Shaky Dhaka needs a helping hand
EVER since a popular revolt overthrew the government of Sheikh Hasina in Bangladesh, the country has been rocked by violence and disorder. The minority Hindu community there has been targeted. New Delhi has expressed strong concerns about these incidents to Dhaka, saying that the primary responsibility for the safety and security of “all citizens of Bangladesh, including minorities, rests with the Government of Bangladesh”.
Developments in the country can be seen in two ways. First, after the iron hand of Hasina’s Awami League government has been lifted, the country is reverting to a situation of semi-anarchy, with the Islamists and Pakistan’s ISI (Inter-Services Intelligence) holding sway and the Hindu minority being persecuted. The second approach would be to consider that Bangladesh is going through a temporary phase in which the country, which did not have real democracy for the past decade, is trying to find its feet under the aegis of an interim government.
Bangladesh is perhaps the most consequential neighbour of India in South Asia, being ‘India-locked’ — of its 4,367-km land boundary, just 271 km is with Myanmar and the remaining 4,096 with India. It borders Tripura, Mizoram, Assam, Meghalaya and West Bengal and holds the key to the economic development as well as security of our northeastern region.
Given the nature of the Bangladesh border, it is difficult to completely seal it; as a result, the policies of various governments of the country have had a vital bearing on our security. India’s relations with Bangladesh have seen ups and downs. Beginning with India’s role in helping Bangladesh emerge as an independent nation, it has been a rollercoaster ride for bilateral ties as dictators Ziaur Rahman and HM Ershad encouraged the Islamicisation of the country in a bid to maintain their control. As in Pakistan, the Jamaat-e-Islami (JeI) has played a significant role and grown in the process, despite the fact that it fought against the freedom movement of the country.

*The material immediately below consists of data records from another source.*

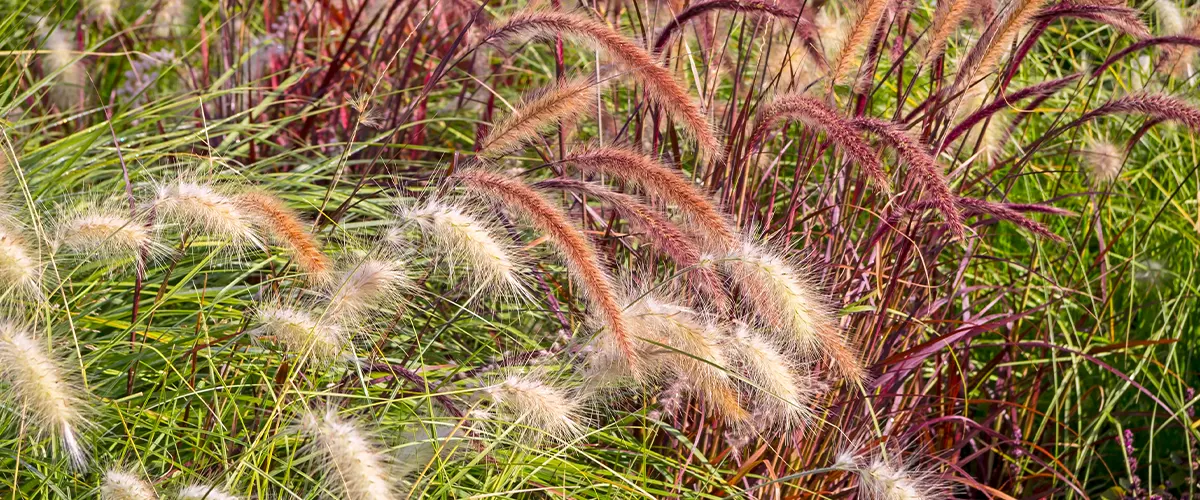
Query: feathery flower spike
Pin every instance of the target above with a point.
(351, 459)
(119, 485)
(40, 390)
(467, 238)
(286, 227)
(532, 402)
(659, 82)
(581, 257)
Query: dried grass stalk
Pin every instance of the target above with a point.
(285, 226)
(659, 82)
(561, 102)
(817, 115)
(661, 184)
(581, 257)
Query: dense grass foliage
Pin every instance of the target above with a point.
(724, 248)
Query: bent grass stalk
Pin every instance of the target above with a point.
(581, 257)
(660, 84)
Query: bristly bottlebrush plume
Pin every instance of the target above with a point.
(659, 82)
(102, 10)
(1103, 161)
(285, 226)
(462, 236)
(833, 30)
(580, 255)
(1115, 14)
(301, 332)
(661, 184)
(40, 390)
(654, 228)
(1177, 59)
(119, 485)
(785, 301)
(1170, 18)
(886, 477)
(532, 402)
(70, 78)
(973, 206)
(203, 492)
(1157, 106)
(867, 22)
(21, 272)
(917, 156)
(817, 115)
(367, 284)
(557, 103)
(171, 17)
(947, 18)
(747, 6)
(783, 392)
(207, 209)
(352, 462)
(1037, 91)
(106, 234)
(693, 355)
(993, 44)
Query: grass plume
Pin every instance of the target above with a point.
(786, 301)
(820, 116)
(538, 112)
(581, 257)
(654, 228)
(659, 82)
(41, 391)
(21, 272)
(366, 284)
(783, 391)
(865, 23)
(301, 333)
(661, 184)
(928, 174)
(274, 217)
(351, 461)
(207, 209)
(466, 238)
(531, 401)
(120, 485)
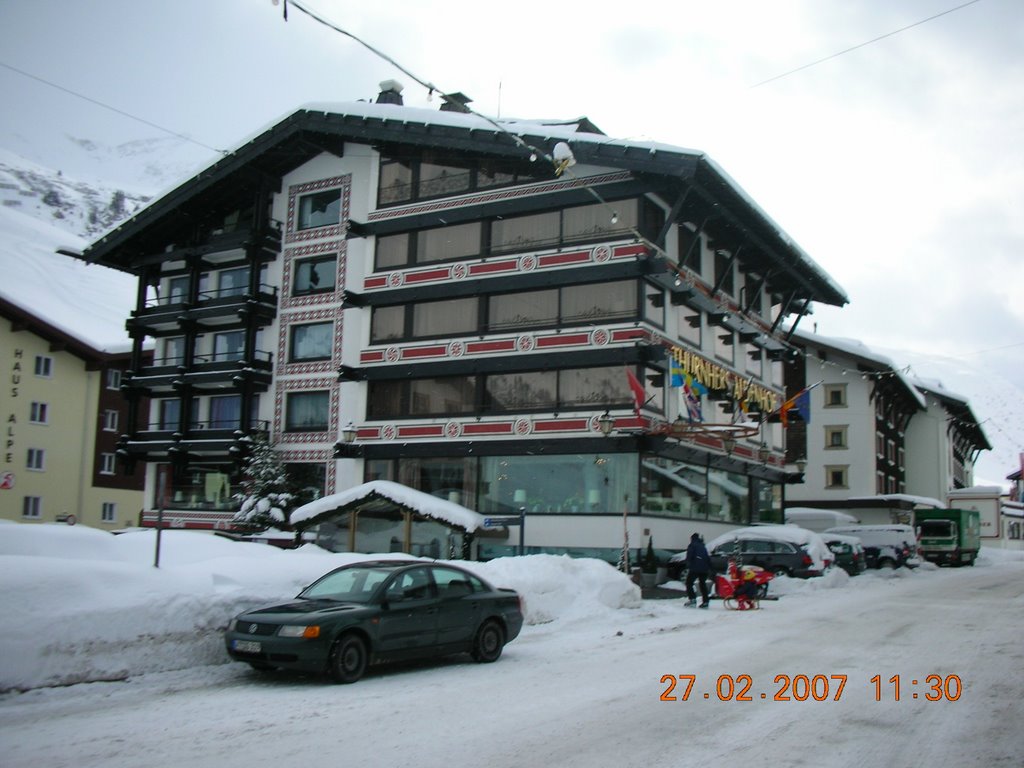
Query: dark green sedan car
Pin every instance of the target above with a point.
(375, 612)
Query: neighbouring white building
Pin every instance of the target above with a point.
(872, 429)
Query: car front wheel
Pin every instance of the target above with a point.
(348, 658)
(488, 643)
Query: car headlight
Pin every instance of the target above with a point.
(306, 631)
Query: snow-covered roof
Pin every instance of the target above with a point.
(424, 504)
(387, 122)
(812, 542)
(863, 352)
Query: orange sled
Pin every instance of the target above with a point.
(735, 590)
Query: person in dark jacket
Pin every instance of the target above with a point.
(697, 569)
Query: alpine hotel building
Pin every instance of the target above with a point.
(459, 305)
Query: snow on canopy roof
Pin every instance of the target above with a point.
(424, 504)
(920, 501)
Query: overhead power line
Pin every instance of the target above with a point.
(861, 45)
(112, 109)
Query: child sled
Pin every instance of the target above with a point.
(742, 588)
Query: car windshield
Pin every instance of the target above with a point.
(354, 585)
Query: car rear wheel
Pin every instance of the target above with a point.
(348, 658)
(488, 643)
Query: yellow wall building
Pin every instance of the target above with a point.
(61, 409)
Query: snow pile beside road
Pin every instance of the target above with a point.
(561, 587)
(82, 605)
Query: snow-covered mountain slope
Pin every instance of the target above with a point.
(79, 207)
(96, 185)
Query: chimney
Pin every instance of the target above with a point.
(455, 102)
(390, 92)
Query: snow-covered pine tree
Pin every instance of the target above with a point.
(265, 499)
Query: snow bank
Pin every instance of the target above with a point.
(810, 541)
(81, 604)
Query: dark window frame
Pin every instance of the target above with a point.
(485, 325)
(293, 357)
(335, 196)
(647, 219)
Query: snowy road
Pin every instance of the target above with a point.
(589, 694)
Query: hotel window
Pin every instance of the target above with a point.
(36, 460)
(836, 437)
(109, 513)
(753, 359)
(170, 415)
(522, 391)
(724, 272)
(605, 301)
(440, 318)
(453, 394)
(174, 351)
(753, 295)
(108, 464)
(314, 275)
(387, 324)
(654, 305)
(177, 289)
(312, 342)
(228, 346)
(438, 178)
(391, 251)
(599, 220)
(835, 395)
(725, 345)
(448, 243)
(39, 413)
(395, 181)
(307, 412)
(232, 282)
(320, 209)
(32, 507)
(225, 412)
(836, 476)
(689, 325)
(525, 232)
(530, 309)
(44, 366)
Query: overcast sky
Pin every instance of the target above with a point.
(898, 166)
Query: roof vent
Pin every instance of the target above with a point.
(390, 92)
(455, 102)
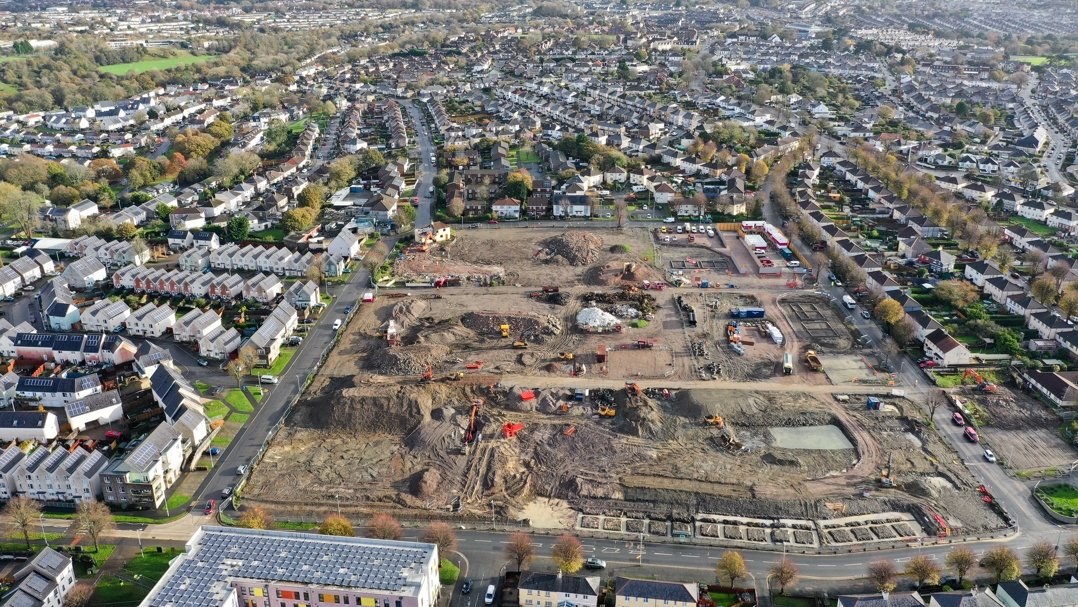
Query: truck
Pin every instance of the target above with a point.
(746, 313)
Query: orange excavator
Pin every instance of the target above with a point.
(470, 435)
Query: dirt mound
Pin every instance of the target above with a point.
(341, 407)
(537, 329)
(574, 248)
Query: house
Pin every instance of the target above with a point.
(345, 245)
(85, 273)
(1059, 387)
(291, 566)
(141, 478)
(978, 272)
(945, 349)
(637, 592)
(45, 581)
(537, 590)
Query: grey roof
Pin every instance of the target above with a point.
(553, 582)
(218, 554)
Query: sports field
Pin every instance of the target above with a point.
(139, 67)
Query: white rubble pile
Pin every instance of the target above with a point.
(595, 318)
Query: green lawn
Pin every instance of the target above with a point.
(278, 366)
(215, 408)
(177, 500)
(139, 67)
(1034, 225)
(238, 401)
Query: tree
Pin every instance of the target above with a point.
(1002, 563)
(567, 553)
(126, 230)
(732, 567)
(256, 518)
(786, 573)
(93, 518)
(962, 561)
(385, 526)
(334, 524)
(1044, 559)
(79, 596)
(956, 293)
(299, 219)
(922, 568)
(1045, 290)
(441, 535)
(889, 312)
(19, 516)
(312, 196)
(237, 229)
(1070, 549)
(883, 575)
(520, 549)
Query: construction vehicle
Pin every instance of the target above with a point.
(470, 435)
(887, 479)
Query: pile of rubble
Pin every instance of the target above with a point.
(575, 248)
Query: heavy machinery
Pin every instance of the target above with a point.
(470, 435)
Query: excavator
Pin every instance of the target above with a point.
(981, 384)
(470, 436)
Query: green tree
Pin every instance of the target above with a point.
(237, 229)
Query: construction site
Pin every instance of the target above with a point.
(529, 394)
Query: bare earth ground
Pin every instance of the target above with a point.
(370, 430)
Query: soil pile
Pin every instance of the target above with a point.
(575, 248)
(538, 329)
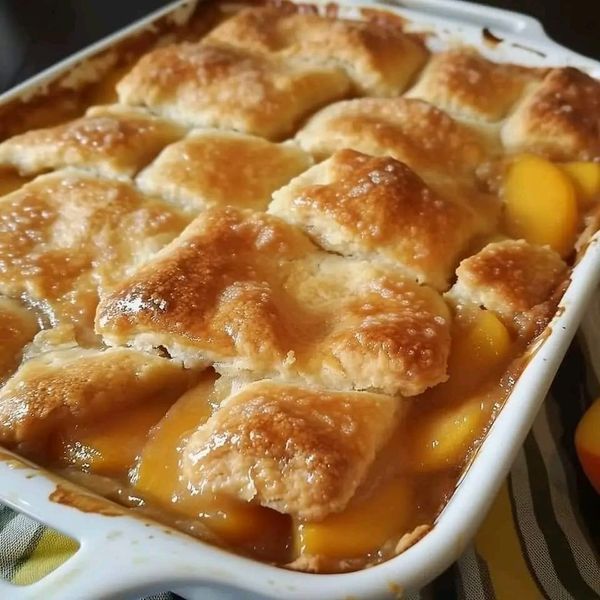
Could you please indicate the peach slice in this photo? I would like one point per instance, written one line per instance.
(540, 204)
(587, 444)
(109, 446)
(481, 347)
(363, 527)
(585, 176)
(157, 473)
(443, 437)
(159, 478)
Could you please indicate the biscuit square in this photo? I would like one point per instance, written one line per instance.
(301, 451)
(110, 141)
(246, 291)
(509, 278)
(378, 209)
(210, 85)
(560, 118)
(67, 236)
(18, 325)
(220, 168)
(464, 83)
(377, 55)
(68, 386)
(413, 131)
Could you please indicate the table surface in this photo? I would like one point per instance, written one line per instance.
(34, 35)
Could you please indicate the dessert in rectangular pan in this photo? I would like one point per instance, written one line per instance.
(271, 284)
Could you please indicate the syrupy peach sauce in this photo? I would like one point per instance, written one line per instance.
(134, 458)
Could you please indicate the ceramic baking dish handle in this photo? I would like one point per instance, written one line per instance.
(99, 568)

But what happens in Bangladesh is not just about India but the wider region, including China, Myanmar and South-East Asia. The creeping radicalisation of its large Muslim population could have wider global consequences. Besides the JeI, there are other radical groups, like the Harkat-ul-Jihad-al-Islami and the Jamaat-ul-Mujahideen Bangladesh, as well as elements of the al-Qaeda and the Islamic State. A network of madarsa leaders, Hefazat-e-Islam, too, wants Sharia rule in the country and is opposed to the establishment of a secular polity there.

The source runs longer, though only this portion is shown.